Let’s start with this. It’s a blog post from the mother of a 13-year-old mentally ill boy. He’s not developmentally disabled; he’s not unable to learn; he’s just wired slightly wrong, and it scares the hell out of his mother. It scares the hell out of me. And it should be required reading for everybody who is interested in having a meaningful discussion about mental health care. Read it . . . go ahead . . . I’ll wait . . .
OK, can we talk now?
See, I’ve seen mental illness up close, through a family member. It’s difficult. It’s painful. It’s impossible to deal with. When the person I know is not on their medication, there is no reasoning with them. They are paranoid and delusional, and I can’t count the number of times I have given thanks that they didn’t have access to a gun. When they are taking care of themselves, they are funny and bright and extremely intelligent. Frustratingly intelligent if you ever try to argue with them. They can deal with the world and even thrive in it; they just need a little help.
There is a stigma about mental illness in this country, and it’s time we got past that. We don’t shun somebody who has a heart attack and requires heart medication. We offer empathy and wish them well in dealing with their illness. Mental illness is no different. It’s usually a chemical imbalance that is treatable.
As the blog post mentioned above states, “When I asked my son’s social worker about my options, he said that the only thing I could do was to get Michael charged with a crime. ‘If he’s back in the system, they’ll create a paper trail,’ he said. ‘That’s the only way you’re ever going to get anything done. No one will pay attention to you unless you’ve got charges.’ “
That is tragic. I can’t imagine hearing that about your 13-year-old son, about somebody you love, about somebody who needs help, not incarceration. Our nation’s current method of dealing with mental illness is to limit access to care until the person finds themselves in a desperate downward cycle. It’s shameful.

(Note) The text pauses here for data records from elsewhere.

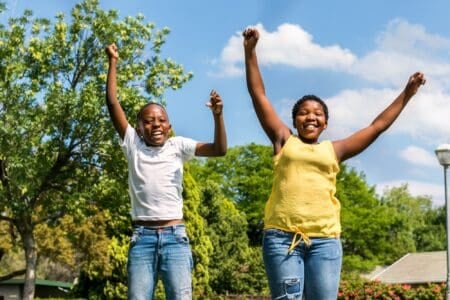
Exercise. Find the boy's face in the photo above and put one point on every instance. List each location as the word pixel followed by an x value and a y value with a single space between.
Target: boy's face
pixel 154 126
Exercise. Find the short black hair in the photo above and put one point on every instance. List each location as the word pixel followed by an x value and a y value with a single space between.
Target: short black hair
pixel 305 98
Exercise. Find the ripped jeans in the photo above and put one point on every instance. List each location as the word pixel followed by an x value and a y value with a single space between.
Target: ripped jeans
pixel 160 251
pixel 311 271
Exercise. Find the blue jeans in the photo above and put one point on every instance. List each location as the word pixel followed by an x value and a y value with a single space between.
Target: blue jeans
pixel 312 270
pixel 164 252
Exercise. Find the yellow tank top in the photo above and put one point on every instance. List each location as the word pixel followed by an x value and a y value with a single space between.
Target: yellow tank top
pixel 303 190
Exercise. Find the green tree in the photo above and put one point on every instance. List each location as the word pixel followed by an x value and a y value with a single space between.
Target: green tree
pixel 416 226
pixel 245 176
pixel 232 267
pixel 52 78
pixel 200 242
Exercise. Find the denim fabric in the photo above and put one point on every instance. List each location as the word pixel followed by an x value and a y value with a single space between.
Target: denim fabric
pixel 311 271
pixel 162 252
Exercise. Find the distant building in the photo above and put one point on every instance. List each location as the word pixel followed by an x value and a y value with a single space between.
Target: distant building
pixel 12 289
pixel 415 268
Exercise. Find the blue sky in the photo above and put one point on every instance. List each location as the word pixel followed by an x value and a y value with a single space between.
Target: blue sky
pixel 356 55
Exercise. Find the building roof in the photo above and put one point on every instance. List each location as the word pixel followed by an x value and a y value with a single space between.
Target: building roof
pixel 415 268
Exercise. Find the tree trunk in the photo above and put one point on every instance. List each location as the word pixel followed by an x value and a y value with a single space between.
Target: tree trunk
pixel 31 258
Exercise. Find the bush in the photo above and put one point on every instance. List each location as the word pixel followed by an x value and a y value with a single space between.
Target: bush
pixel 357 288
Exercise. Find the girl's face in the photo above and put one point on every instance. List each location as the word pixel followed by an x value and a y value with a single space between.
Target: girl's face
pixel 154 126
pixel 310 121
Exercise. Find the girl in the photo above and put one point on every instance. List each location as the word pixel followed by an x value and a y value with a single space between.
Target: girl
pixel 301 247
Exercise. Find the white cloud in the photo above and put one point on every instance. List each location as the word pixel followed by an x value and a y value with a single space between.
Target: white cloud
pixel 418 156
pixel 288 45
pixel 402 49
pixel 417 188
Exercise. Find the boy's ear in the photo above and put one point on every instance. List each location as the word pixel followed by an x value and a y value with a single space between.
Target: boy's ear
pixel 138 131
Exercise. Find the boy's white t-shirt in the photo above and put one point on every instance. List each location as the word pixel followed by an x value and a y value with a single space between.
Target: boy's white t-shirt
pixel 155 176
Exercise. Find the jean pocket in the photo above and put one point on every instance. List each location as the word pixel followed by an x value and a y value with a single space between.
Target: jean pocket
pixel 292 288
pixel 135 236
pixel 181 235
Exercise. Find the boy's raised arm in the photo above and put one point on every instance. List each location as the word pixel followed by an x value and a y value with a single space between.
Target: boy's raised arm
pixel 116 112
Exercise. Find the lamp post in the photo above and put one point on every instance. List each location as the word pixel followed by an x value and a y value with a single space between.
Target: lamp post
pixel 443 155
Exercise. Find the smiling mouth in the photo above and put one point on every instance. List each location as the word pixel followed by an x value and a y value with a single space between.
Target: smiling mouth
pixel 310 126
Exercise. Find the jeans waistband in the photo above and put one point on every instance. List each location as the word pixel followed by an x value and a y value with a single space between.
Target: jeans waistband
pixel 160 228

And it is something that must, absolutely must, go hand in hand with any discussion about gun control. We could go to the extreme and ban all guns (I’m not advocating that; I’m mocking it). Think that will help? Think that will eliminate guns in this country? Think Adam Lanza could have been stopped by a law banning guns? He didn’t seem to mind murdering 6-year-olds; I don’t think he would have worried about breaking the law regarding gun possession. (And don’t get me started on the wisdom of a woman with a mentally ill son having a cache of guns in her house).
The point is that you can’t reason with somebody who is that severely deranged. Millions upon millions of people suffer from a personality order similar to Lanza; most of them, fortunately, don’t view shooting up a school as a viable outlet.
The stories out of Newtown are beyond comprehension, and they always will be. It’s human nature to search for reasons, to search for triggers, to search for logic that provides some sort of explanation. But we’ll never find them. You can’t reason with crazy. You just can’t.
That is the frustration, and that is the reason we need to talk. It’s not so we can somehow make sense the monster; it’s so we can prevent the next one from shattering our world. That is the reason I feel compelled to write. But I’m also willing to listen.